おまけに、「春に3日の晴れなし」のお天気ことわざのとおり、雨の日が続き、先週は、傘を持たずに、出勤したのは、木曜日だけでしたね。
これじゃ、体調が芳しくないのも、やむを得ませんね、と、不調を天候の所為にしながら、ぐっと天を仰ぎます。まあ、朝起きて、絶好調なんて日は、もう、望めないかもしれませんね。
そんな、愚痴を言いながら、昭和十三年に発表されて、当時、40万部のベストセラーとなった「天の夕顔」を読みました。何で、そんな古い本を・・・・?たまたま・・・・たまたまですね。中河与一さんという作家、僕は、知りませんでした。横光利一、川端康成などと同年代で浪漫主義文学の名作と言われた小説だそうです。
日本版のゲーテの「若きヴェルテルの悩み」だそうです。う〜ん、高校生のころ、読んだような記憶がありますが、内容は、もう、覚えていません。シャイな高校生の間で、「ヴェルテルの悩み」という単語が遊んでいたのかも知れません。

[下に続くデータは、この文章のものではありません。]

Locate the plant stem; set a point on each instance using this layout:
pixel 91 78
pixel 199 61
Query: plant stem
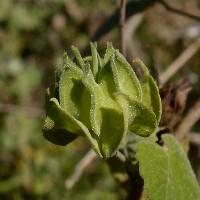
pixel 121 24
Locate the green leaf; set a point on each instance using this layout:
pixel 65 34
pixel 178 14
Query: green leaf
pixel 150 92
pixel 166 171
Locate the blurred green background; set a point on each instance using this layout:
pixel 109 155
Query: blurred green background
pixel 33 36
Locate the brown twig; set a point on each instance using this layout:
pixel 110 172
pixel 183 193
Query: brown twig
pixel 180 61
pixel 188 121
pixel 177 11
pixel 121 24
pixel 79 169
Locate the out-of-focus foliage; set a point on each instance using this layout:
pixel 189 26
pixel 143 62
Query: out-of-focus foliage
pixel 33 36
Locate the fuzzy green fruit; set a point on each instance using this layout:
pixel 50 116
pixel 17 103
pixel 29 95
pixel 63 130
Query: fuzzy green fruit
pixel 102 99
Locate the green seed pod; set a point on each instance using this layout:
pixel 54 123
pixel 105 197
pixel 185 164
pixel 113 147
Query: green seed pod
pixel 102 99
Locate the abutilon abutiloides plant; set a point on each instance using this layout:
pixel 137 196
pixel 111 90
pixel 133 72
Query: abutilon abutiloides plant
pixel 102 99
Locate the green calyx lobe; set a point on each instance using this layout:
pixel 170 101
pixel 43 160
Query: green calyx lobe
pixel 102 99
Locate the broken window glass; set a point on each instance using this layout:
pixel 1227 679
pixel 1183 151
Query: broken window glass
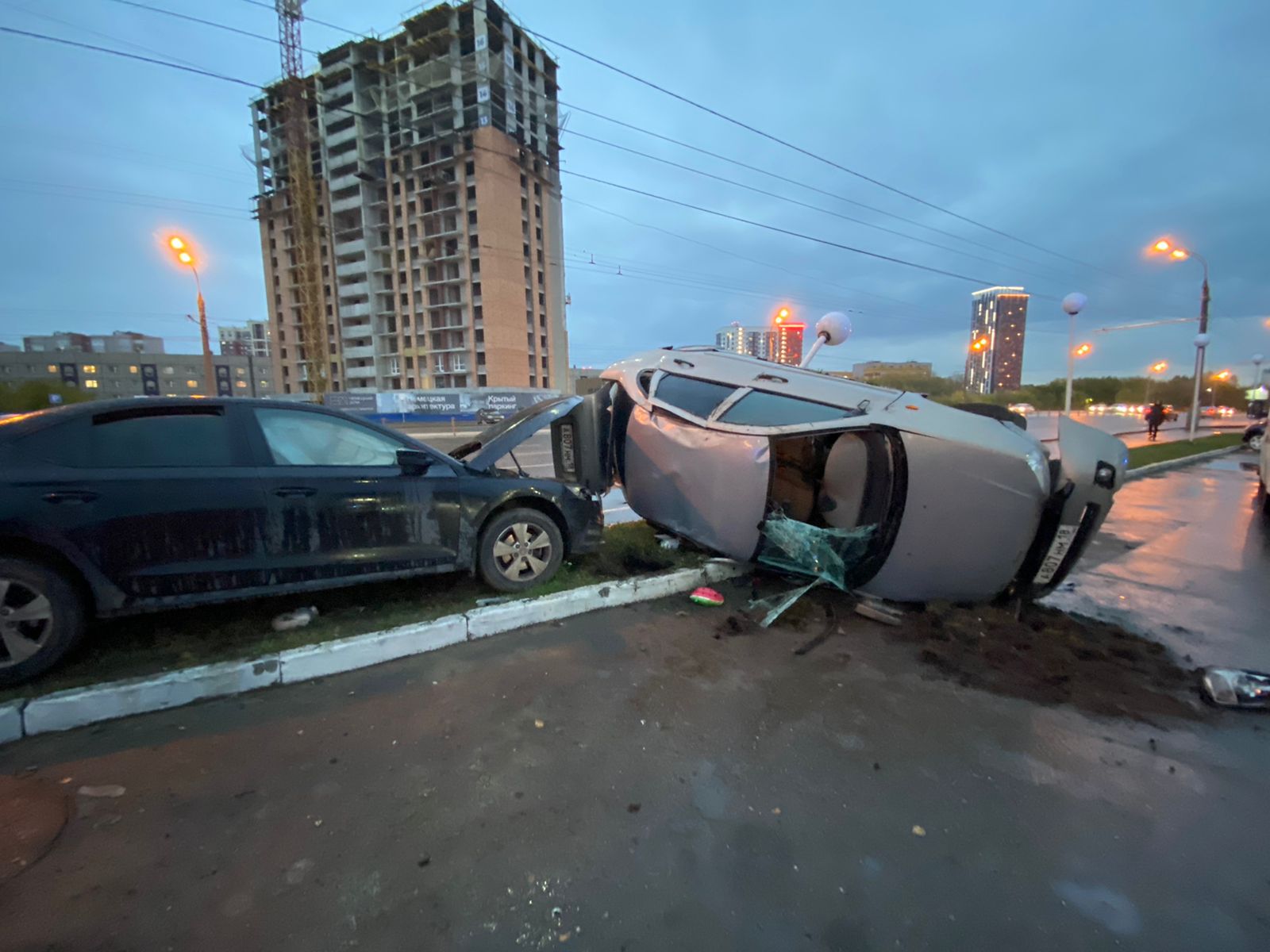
pixel 825 554
pixel 694 397
pixel 760 409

『わたくしにはもはやあきらめようにもあきらめようがなく、地上における美しさを求めて、それが求めきれない悩みの中に陥っていたのです。わたくしは久しぶりにあの人に逢い、いよいよその存在の深遠さがわたくしを囚えてしまうのを感じたのです。人はおそらく笑うかもしれません。この荒唐無稽の心理を。』
この小説、簡単に言えば、京都の大学生が、年上の人妻に恋をして、そのまま、彼女が死ぬまで想いつづけるという、何ともロマンたっぷり、現代の世相からすると奇想天外な物語です。こんな、ドロドロの純愛小説は、いまじゃ、誰も読まないでしょうね。

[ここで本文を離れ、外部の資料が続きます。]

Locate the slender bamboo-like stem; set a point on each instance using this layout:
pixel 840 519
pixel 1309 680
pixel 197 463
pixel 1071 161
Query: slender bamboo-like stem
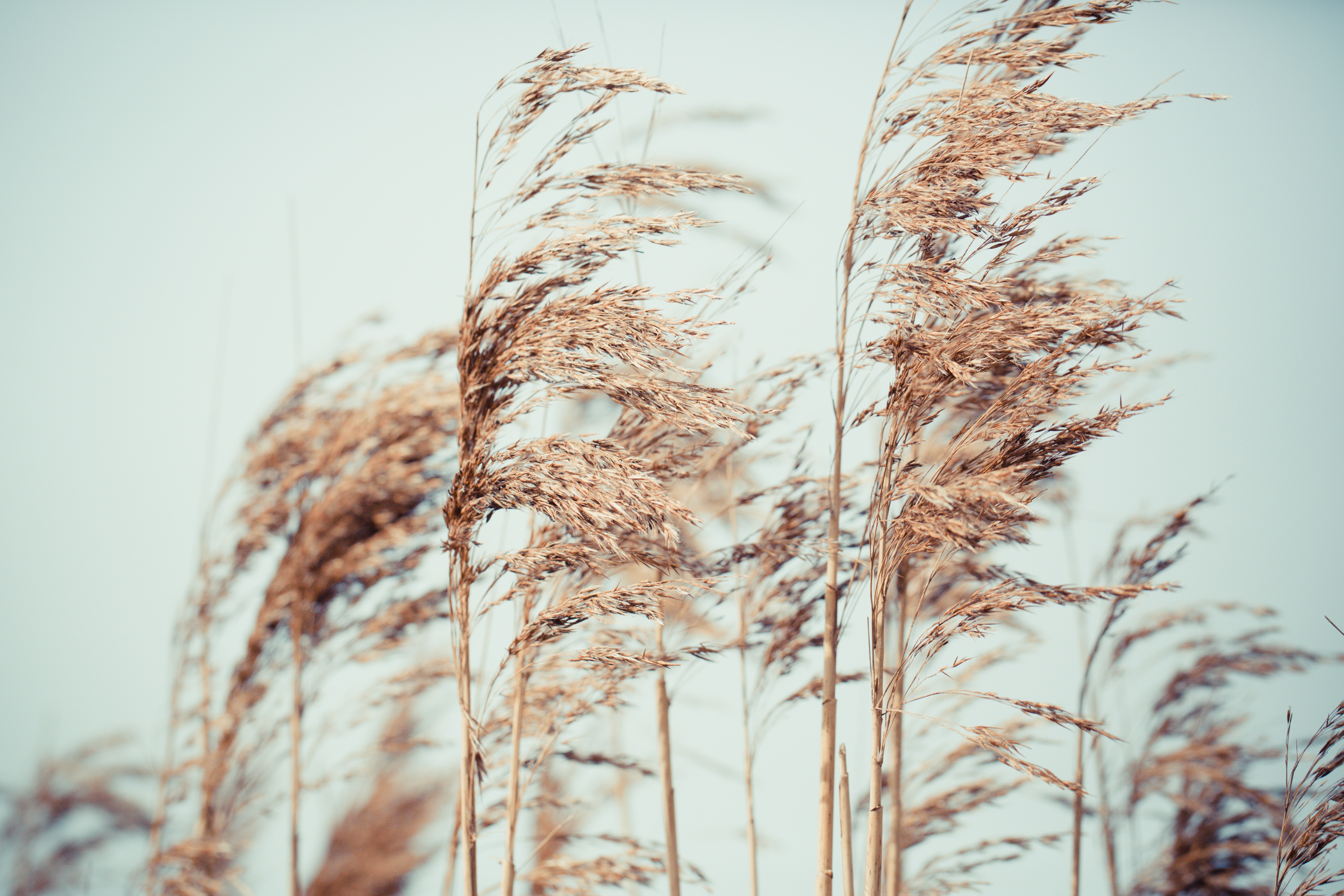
pixel 1108 825
pixel 846 828
pixel 748 758
pixel 826 827
pixel 897 731
pixel 515 754
pixel 296 715
pixel 452 847
pixel 1078 819
pixel 467 784
pixel 873 874
pixel 674 863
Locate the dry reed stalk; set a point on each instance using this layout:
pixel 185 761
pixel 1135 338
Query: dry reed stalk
pixel 1314 811
pixel 338 476
pixel 846 833
pixel 296 727
pixel 674 862
pixel 1140 567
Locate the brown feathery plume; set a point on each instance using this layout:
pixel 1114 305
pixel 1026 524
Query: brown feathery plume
pixel 342 476
pixel 983 344
pixel 373 847
pixel 534 331
pixel 1314 811
pixel 76 807
pixel 1222 825
pixel 1142 567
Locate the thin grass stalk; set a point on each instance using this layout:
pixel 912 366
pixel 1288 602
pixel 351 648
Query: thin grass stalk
pixel 515 758
pixel 748 758
pixel 515 745
pixel 467 784
pixel 1108 824
pixel 674 863
pixel 846 828
pixel 748 754
pixel 826 828
pixel 881 585
pixel 1078 817
pixel 452 847
pixel 897 730
pixel 873 872
pixel 296 731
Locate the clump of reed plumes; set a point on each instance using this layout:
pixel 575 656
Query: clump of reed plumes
pixel 988 342
pixel 667 536
pixel 1314 811
pixel 77 805
pixel 373 848
pixel 534 330
pixel 339 481
pixel 1195 768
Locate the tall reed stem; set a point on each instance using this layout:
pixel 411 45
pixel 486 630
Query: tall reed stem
pixel 897 733
pixel 296 714
pixel 1078 819
pixel 748 758
pixel 467 784
pixel 846 828
pixel 515 754
pixel 452 848
pixel 826 824
pixel 873 876
pixel 674 863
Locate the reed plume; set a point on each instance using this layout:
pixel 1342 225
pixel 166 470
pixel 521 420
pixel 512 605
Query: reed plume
pixel 987 347
pixel 338 481
pixel 78 805
pixel 534 331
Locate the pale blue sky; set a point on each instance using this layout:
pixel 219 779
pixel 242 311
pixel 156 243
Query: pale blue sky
pixel 150 152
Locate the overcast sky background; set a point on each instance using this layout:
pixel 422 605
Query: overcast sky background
pixel 150 152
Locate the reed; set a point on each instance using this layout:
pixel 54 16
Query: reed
pixel 588 577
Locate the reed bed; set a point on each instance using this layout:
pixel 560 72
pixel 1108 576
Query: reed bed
pixel 452 574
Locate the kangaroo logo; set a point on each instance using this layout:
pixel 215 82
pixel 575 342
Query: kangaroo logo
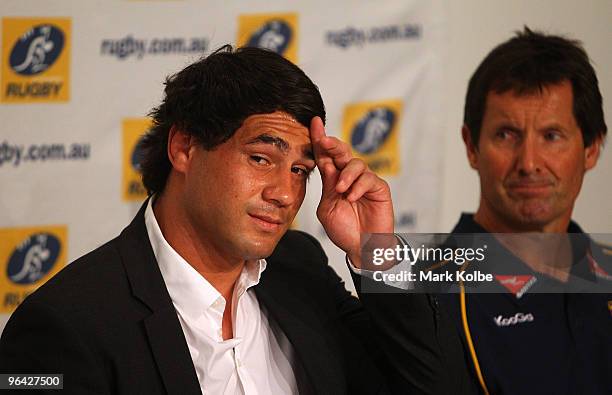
pixel 36 50
pixel 275 35
pixel 372 130
pixel 33 258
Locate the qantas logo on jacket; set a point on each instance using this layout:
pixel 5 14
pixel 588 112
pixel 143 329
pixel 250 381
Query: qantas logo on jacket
pixel 518 318
pixel 516 284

『それでもわたくしは今、たった一つ、天の国にいるあの人に、消息する方法を見つけたのです。それはすぐ消える、あの夏の夜の花火をあの人のいる天に向かって打ちあげることです。悲しい夜、わたくしは空を見ながら、ふとそれを思いついたのです。
好きだったのか、嫌いだったのか、今は聞くすべもないけれど、若々しい手に、あの人がかつて摘んだ夕顔の花を、青く暗い夜空に向かって華やかな花火として打ちあげたいのです。』
七つ歳上の人妻は、神戸に住んでいますが、神戸の熊内(くもち)です。何故、マイナーな地名がでてくるのか?布引の山から北野坂を下りて三宮まで歩く場面は、神戸の住人としては、戦前の神戸がどんな風景だったのか、興味があります。
こういう小説がベストセラーになったということは、戦前の日本人は、とてもロマンチストだし、非常に純粋な心理を持っていたことが想像できますね。たまには、古典的な小説も、面白いですね。読んでいて、風景がセピア色に想われます。そう、セピア色の小説です。

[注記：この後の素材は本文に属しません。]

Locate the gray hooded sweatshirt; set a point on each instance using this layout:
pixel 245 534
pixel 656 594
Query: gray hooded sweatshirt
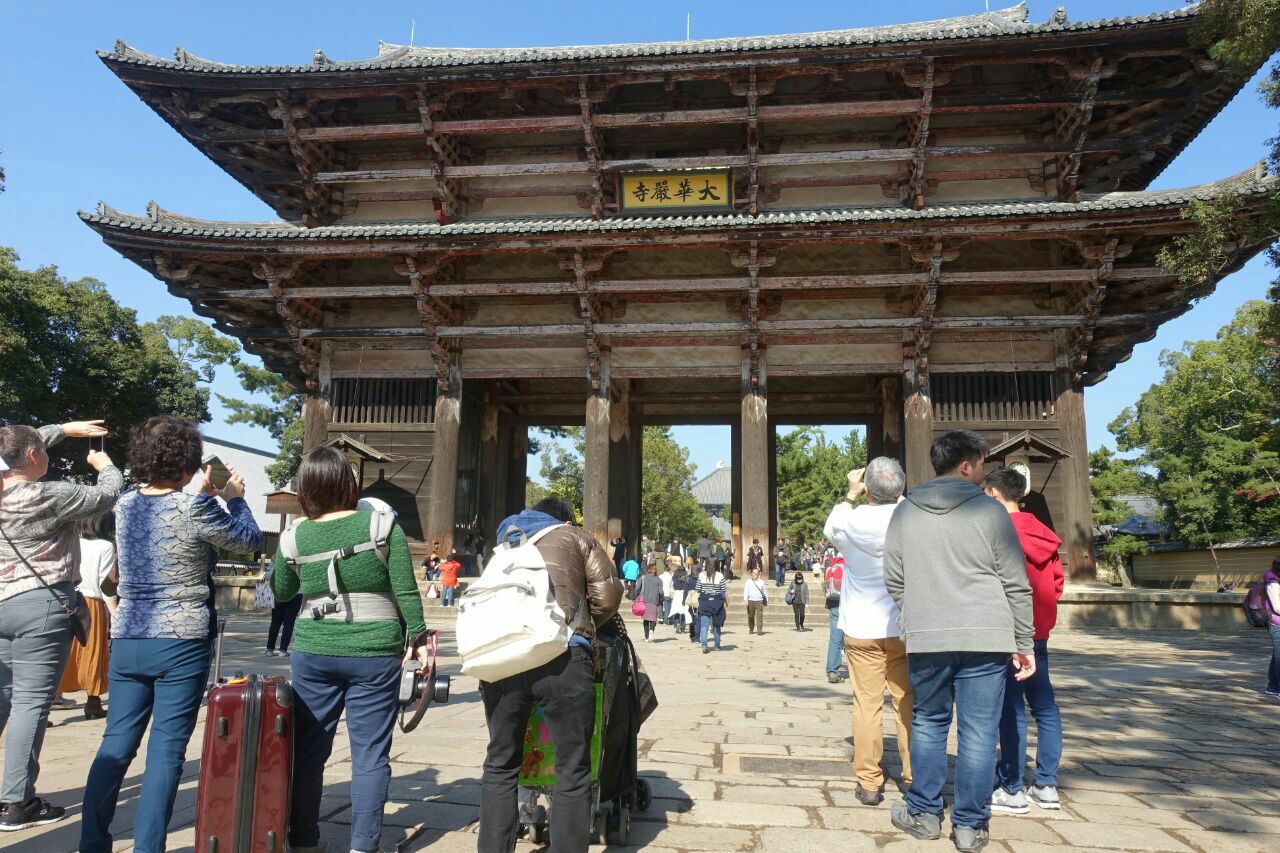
pixel 955 568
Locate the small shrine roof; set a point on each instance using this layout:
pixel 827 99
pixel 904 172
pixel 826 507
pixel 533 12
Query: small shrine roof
pixel 1011 22
pixel 1253 181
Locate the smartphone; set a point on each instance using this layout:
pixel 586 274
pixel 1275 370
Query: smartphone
pixel 219 474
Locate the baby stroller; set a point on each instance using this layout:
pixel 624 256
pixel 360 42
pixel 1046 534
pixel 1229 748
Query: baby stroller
pixel 621 692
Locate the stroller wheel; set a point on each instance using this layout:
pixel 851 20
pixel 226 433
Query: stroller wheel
pixel 540 825
pixel 644 796
pixel 620 825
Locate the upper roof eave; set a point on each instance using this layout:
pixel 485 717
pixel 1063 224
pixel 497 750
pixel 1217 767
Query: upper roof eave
pixel 159 222
pixel 1001 24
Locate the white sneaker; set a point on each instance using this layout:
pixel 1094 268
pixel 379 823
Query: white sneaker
pixel 1045 797
pixel 1001 801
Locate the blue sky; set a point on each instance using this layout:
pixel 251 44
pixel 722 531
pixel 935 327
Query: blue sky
pixel 72 133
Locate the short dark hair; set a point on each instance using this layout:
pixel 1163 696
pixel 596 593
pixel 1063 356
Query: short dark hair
pixel 1008 482
pixel 325 483
pixel 557 507
pixel 954 447
pixel 16 442
pixel 164 450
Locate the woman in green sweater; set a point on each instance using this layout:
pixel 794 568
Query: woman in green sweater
pixel 347 647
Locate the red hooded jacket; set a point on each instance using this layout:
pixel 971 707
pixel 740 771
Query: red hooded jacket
pixel 1043 570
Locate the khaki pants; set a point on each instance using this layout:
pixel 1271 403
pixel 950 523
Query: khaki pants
pixel 874 665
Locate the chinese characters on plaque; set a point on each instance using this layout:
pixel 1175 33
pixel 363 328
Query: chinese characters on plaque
pixel 702 191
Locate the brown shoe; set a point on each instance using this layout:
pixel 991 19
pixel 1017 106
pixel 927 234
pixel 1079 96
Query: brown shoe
pixel 868 797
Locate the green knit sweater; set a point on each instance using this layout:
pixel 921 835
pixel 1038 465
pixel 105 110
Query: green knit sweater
pixel 360 573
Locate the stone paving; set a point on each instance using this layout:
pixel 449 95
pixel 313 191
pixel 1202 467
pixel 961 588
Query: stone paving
pixel 1170 746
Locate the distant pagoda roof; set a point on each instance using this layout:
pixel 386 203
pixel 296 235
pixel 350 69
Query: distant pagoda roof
pixel 159 222
pixel 1004 23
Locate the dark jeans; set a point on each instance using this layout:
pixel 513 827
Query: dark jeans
pixel 974 684
pixel 158 682
pixel 1038 693
pixel 368 688
pixel 283 616
pixel 1274 670
pixel 565 690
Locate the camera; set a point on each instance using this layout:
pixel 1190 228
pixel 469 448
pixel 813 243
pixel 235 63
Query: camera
pixel 417 683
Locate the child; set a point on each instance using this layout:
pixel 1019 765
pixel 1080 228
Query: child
pixel 1045 571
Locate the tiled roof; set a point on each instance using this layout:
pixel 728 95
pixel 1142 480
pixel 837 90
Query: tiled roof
pixel 1002 23
pixel 161 222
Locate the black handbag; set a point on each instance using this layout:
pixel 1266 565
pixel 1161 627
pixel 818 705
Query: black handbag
pixel 77 611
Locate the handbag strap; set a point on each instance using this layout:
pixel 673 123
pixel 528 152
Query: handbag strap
pixel 35 574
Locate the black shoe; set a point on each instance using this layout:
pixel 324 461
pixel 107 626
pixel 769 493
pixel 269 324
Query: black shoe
pixel 33 812
pixel 868 797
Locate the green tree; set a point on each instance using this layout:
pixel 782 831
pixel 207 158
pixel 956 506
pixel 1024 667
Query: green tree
pixel 812 478
pixel 68 351
pixel 1243 35
pixel 1208 428
pixel 667 505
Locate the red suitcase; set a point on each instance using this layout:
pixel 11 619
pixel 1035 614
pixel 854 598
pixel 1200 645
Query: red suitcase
pixel 246 767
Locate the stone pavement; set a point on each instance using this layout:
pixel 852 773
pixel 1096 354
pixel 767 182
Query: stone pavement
pixel 1169 747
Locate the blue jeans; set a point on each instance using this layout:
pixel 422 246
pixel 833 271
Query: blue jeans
pixel 150 680
pixel 1038 693
pixel 366 687
pixel 708 623
pixel 835 641
pixel 1274 670
pixel 974 683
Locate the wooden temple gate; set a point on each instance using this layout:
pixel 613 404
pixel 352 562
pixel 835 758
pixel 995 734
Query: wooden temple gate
pixel 917 228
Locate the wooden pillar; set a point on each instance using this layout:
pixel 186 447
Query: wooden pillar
pixel 315 418
pixel 444 463
pixel 918 432
pixel 595 475
pixel 755 461
pixel 1077 528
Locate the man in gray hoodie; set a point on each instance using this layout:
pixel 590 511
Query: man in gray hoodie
pixel 955 568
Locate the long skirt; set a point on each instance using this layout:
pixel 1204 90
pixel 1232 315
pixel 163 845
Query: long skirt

『どんな困苦も、どんな寂寥も、あのひとのためと思えば、わたくしには何でもなかったのです。しかしそんなに思いつづけていた人を、今わたくしはこの地上から、見失ってしまったのです。
わたくしは泣いて泣いて、眼がつぶれそうに思われました。しかし二十三年の間に、わたくしは何か心の苦悶のあとに、地上における愛情のはかなさを、既に理解していたのです。わたくしの心にはもはや、なにかの用意があったようにも思われます。